Si può rischiare anche di passare per censori, bigotti o bacchettoni, o addirittura di compromettere la propria virilità, a denunciare lo sfruttamento e la mercificazione dell´immagine femminile nella televisione italiana, in quella privata e a maggior ragione in quella pubblica. Ma il degrado è arrivato ormai a tal punto che si pone un´autentica questione di civiltà, di costume civile o meglio incivile. E dunque, di malcostume.
Per riconoscimento generale, non c´è nessun Paese al mondo in cui la tv esponga le donne, trattate come oggetti più o meno oscuri del desiderio, a questa continua “umiliazione mediatica”. Vallette, veline e troniste a tutte le ore del giorno e della notte; seni, cosce e sederi in primo piano e in bella mostra; atteggiamenti ammiccanti e seducenti, spesso al limite dell´adescamento. Per dirla chiaramente, la televisione italiana è un puttanaio catodico, all´interno del quale Mamma Rai gestisce come una maîtresse un´alcova di Stato.
D´accordo: anche le donne avranno le loro colpe. Almeno quelle che si prestano, per scelta o per necessità, a uno sfruttamento così intensivo. Ma le altre, tutte le altre, quelle che non compaiono mai in video e che la tv la vedono soltanto o la subiscono? Le nostre madri, mogli, sorelle, figlie e nipoti?
Solo una cultura maschilista, fondata su una presunta superiorità fisica e intellettuale, intrisa di machismo, può pretendere di ribaltare le responsabilità sulle donne. Spesso, anche quelle che esibiscono il proprio corpo come una merce sono vittime in realtà di un sistema, di una mentalità diffusa e radicata, di un costume o malcostume – appunto – che produce comportamenti discutibili o sbagliati. E nei casi più estremi, prigioniere di una condizione effettiva di schiavitù.

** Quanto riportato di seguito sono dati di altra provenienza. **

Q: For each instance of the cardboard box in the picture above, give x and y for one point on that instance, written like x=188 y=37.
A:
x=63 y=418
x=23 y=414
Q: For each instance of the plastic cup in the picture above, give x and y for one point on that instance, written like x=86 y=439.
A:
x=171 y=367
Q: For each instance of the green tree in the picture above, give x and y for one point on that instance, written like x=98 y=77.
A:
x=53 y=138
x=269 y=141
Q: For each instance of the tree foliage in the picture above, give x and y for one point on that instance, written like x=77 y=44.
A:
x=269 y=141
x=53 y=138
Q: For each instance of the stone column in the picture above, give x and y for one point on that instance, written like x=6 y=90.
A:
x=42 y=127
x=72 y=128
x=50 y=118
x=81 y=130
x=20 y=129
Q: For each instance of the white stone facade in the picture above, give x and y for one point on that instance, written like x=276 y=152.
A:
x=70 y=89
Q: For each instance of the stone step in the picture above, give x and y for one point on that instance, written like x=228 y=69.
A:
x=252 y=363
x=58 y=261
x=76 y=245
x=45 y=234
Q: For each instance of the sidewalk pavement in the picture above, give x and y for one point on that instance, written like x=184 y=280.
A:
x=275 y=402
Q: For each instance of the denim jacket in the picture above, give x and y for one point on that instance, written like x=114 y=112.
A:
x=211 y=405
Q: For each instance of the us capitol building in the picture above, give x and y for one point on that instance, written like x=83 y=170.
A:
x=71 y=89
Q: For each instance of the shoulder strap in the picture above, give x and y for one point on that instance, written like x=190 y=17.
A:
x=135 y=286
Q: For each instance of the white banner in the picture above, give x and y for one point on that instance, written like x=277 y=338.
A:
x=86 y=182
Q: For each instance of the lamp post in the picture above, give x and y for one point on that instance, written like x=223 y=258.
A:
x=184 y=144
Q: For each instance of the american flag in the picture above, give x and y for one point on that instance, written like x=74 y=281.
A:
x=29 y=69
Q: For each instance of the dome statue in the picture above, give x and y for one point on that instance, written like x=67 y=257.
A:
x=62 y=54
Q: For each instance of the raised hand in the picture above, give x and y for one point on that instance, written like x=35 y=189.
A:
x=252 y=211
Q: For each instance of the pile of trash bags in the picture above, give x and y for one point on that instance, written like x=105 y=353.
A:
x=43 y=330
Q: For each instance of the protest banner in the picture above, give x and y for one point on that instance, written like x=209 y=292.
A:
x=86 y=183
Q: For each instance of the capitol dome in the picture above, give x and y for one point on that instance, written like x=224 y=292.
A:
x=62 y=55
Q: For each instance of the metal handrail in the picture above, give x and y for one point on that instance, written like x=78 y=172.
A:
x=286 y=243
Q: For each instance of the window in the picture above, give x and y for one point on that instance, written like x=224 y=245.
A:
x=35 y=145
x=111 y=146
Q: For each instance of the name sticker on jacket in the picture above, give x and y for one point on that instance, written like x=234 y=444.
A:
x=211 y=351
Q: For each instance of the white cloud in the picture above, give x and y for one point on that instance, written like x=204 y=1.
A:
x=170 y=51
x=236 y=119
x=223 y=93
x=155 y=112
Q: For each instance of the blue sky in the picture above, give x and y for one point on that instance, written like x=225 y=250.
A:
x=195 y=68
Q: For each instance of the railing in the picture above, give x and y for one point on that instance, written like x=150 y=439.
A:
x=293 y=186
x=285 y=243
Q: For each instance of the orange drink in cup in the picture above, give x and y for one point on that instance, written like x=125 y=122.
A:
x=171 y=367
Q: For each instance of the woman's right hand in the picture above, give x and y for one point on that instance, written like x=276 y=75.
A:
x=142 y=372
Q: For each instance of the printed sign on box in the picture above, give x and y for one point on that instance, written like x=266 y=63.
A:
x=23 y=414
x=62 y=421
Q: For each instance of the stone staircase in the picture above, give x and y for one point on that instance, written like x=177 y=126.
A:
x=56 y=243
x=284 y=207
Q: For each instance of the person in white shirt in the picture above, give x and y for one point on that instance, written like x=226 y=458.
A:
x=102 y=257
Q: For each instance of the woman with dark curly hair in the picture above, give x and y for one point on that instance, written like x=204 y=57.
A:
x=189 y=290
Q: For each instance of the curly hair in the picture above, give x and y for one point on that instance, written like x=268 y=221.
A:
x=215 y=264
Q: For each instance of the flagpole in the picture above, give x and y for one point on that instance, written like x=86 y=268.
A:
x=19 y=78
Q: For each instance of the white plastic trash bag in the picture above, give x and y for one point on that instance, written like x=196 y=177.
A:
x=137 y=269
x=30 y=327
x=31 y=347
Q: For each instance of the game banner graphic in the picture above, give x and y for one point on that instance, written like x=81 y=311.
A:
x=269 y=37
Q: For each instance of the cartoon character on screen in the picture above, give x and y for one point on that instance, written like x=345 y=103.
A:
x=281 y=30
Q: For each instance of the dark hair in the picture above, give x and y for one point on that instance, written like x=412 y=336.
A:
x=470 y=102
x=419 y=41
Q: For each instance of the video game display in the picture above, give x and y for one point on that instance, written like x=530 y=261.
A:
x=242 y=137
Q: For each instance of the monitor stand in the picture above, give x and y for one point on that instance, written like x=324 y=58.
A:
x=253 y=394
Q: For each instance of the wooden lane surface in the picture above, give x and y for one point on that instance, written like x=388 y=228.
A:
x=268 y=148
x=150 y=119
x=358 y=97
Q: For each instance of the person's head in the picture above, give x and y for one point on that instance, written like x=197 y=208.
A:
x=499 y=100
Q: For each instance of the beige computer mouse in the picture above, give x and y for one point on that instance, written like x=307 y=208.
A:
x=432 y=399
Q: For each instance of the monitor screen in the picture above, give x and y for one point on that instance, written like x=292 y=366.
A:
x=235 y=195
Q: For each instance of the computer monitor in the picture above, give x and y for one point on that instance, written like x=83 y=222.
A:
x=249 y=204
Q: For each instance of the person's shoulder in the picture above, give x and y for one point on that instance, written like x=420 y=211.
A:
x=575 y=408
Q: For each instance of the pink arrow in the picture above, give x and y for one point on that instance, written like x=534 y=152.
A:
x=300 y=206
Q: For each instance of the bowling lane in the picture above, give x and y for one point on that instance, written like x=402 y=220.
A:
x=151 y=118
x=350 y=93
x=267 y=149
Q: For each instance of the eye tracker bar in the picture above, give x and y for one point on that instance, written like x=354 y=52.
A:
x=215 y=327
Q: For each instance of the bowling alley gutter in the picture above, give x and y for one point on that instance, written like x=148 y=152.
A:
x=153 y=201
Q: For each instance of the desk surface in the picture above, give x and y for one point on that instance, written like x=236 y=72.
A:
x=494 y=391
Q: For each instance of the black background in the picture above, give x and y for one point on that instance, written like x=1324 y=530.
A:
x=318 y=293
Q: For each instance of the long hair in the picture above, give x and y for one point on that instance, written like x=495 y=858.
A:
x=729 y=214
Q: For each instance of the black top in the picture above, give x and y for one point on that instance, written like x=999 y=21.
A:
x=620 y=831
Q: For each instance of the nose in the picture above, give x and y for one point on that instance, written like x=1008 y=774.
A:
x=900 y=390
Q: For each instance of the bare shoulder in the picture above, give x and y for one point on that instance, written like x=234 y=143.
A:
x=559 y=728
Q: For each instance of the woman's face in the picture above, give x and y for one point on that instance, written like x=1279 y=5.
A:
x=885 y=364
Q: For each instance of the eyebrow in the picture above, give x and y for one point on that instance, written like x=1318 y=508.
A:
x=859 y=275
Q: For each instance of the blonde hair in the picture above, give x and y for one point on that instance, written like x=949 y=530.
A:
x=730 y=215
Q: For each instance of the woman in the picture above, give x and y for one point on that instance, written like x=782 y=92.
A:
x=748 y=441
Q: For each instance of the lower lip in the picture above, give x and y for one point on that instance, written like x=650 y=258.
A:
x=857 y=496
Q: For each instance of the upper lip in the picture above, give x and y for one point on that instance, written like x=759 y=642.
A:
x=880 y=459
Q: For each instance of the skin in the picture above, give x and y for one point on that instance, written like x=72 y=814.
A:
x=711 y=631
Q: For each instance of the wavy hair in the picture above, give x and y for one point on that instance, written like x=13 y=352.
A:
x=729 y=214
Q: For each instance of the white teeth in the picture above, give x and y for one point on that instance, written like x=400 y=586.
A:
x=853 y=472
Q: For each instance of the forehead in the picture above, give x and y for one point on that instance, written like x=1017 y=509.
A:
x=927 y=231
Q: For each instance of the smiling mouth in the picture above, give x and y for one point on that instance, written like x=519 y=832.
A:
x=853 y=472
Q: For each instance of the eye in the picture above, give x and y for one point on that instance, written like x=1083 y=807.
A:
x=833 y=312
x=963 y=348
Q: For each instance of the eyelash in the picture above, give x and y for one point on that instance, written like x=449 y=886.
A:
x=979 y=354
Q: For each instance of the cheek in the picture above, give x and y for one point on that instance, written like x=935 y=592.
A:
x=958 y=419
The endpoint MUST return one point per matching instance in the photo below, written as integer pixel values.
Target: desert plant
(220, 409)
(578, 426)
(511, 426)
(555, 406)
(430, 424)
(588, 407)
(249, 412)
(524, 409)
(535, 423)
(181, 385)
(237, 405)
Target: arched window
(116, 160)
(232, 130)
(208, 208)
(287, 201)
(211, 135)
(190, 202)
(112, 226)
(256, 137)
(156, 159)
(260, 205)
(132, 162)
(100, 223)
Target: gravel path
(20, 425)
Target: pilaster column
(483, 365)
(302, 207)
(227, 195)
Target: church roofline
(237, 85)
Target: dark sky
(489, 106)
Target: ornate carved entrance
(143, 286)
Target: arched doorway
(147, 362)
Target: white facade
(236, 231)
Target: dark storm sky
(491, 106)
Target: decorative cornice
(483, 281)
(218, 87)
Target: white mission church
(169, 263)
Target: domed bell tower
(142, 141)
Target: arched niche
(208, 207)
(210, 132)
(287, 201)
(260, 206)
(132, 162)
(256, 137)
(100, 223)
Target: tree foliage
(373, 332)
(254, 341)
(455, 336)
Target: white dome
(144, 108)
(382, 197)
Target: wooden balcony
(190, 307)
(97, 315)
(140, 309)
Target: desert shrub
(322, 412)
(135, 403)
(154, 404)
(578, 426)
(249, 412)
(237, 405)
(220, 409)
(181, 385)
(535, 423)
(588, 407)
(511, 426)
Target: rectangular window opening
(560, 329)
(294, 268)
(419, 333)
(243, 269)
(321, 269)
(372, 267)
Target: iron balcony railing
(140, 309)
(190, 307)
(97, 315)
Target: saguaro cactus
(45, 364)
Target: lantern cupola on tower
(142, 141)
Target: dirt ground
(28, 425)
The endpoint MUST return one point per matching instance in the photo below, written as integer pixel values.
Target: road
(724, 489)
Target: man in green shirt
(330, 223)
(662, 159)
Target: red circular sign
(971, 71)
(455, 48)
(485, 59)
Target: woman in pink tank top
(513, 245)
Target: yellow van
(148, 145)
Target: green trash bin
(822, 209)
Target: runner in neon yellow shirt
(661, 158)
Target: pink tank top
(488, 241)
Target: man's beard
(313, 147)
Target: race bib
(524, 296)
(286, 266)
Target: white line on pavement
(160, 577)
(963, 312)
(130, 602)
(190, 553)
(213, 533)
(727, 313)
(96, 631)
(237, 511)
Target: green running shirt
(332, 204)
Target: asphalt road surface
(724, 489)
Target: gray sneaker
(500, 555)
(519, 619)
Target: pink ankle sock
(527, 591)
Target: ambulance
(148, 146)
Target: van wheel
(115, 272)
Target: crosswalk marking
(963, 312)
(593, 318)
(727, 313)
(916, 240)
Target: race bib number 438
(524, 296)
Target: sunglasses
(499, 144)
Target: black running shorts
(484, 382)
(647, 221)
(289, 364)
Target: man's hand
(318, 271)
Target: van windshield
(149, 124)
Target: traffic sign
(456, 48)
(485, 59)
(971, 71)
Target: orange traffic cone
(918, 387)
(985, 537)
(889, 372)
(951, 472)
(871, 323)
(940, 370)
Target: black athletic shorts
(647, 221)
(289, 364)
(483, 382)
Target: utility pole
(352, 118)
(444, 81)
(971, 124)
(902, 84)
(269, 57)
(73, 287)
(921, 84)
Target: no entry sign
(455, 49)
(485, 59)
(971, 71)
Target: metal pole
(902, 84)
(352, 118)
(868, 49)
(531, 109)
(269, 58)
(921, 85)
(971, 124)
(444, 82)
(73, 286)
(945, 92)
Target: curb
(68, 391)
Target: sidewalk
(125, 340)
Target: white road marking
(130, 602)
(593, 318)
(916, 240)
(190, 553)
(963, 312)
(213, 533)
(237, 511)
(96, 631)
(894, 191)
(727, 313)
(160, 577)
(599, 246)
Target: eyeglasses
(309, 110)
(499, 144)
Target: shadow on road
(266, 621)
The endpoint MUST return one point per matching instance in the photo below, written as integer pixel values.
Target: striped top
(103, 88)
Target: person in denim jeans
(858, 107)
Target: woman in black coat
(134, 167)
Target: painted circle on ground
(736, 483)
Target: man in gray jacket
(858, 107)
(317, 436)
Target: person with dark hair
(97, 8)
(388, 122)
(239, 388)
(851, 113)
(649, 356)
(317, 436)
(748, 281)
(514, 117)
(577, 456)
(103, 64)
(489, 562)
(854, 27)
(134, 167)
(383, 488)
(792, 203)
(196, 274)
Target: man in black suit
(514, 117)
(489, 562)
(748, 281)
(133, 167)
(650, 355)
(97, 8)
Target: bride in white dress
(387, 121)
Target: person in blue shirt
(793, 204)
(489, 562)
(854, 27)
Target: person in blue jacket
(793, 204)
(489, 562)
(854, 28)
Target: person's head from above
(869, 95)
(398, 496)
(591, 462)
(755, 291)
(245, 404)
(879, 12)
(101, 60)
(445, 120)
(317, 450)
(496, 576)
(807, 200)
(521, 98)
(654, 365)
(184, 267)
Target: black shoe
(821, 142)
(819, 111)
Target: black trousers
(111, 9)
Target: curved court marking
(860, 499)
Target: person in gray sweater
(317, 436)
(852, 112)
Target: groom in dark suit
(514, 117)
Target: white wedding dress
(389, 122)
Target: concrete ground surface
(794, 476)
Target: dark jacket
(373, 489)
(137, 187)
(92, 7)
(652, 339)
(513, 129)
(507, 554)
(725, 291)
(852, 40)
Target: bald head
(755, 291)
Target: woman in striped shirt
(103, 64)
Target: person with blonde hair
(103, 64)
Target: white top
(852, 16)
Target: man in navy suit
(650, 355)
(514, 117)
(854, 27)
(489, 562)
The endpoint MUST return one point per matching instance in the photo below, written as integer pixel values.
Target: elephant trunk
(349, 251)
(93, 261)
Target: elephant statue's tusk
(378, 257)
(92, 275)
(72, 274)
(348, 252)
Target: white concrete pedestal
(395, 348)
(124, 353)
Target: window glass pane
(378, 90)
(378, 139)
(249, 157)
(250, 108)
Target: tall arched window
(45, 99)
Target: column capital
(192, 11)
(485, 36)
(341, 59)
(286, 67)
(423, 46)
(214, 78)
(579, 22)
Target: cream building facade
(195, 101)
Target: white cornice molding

Ma il peggio è che questa “umiliazione mediatica” delle donne in tv genera e alimenta poi nei loro confronti un atteggiamento di disprezzo, sopraffazione e aggressività che sta all´origine di tante violenze, fisiche e morali; di tanti delitti quotidiani e perfino di tanti reati a sfondo sessuale. È la televisione “cattiva maestra”, come la definisce il filosofo Karl Popper, quella che disinforma e diseduca a livello di massa.
Di fronte a questo allarme sociale, assume perciò un particolare rilievo il voto a cui sarà chiamata martedì prossimo la Commissione parlamentare di Vigilanza sugli emendamenti al Contratto di servizio della Rai proposti dal Pd, per garantire le pari opportunità nelle trasmissioni del servizio pubblico. L´obiettivo è quello di istituire un Osservatorio, «affidato a una o più società di provata esperienza e capacità scientifiche», in modo da monitorare tutta la produzione televisiva e verificare il rispetto degli obblighi della Rai sulla rappresentazione dell´immagine femminile. Questo, come dice lo stesso relatore Roberto Rao (Udc), «è il presupposto necessario per poter comminare eventuali sanzioni, in caso di inadempienze o violazioni».
Bisognerà vedere ora se all´interno della maggioranza, condizionata dagli interessi del regime televisivo, prevarranno le resistenze al nuovo Contratto di servizio o piuttosto le ragioni di un impegno trasversale in difesa della donna. Proprio per questo l´ex ministro Giovanna Melandri, dagli schermi di Repubblica Tv, ha rivolto nei giorni scorsi un appello al ministro delle Pari Opportunità, Mara Carfagna, sollecitandola a battere un colpo: «Si tratta – ha avvertito – di capire una volta per tutte se le donne che rappresentano il centrodestra in Parlamento hanno introiettato il velinismo in politica come condizione per sopravvivere nel populismo mediatico oppure se intendono contrastare i mali profondissimi che tutto ciò ha già provocato».
Altrimenti, resterà senza risposta la domanda che Lorella Zanardo, autrice del libro citato all´inizio e dell´omonimo documentario, pone con la forza di una denuncia: “Perché noi donne accettiamo questa umiliazione mediatica?”.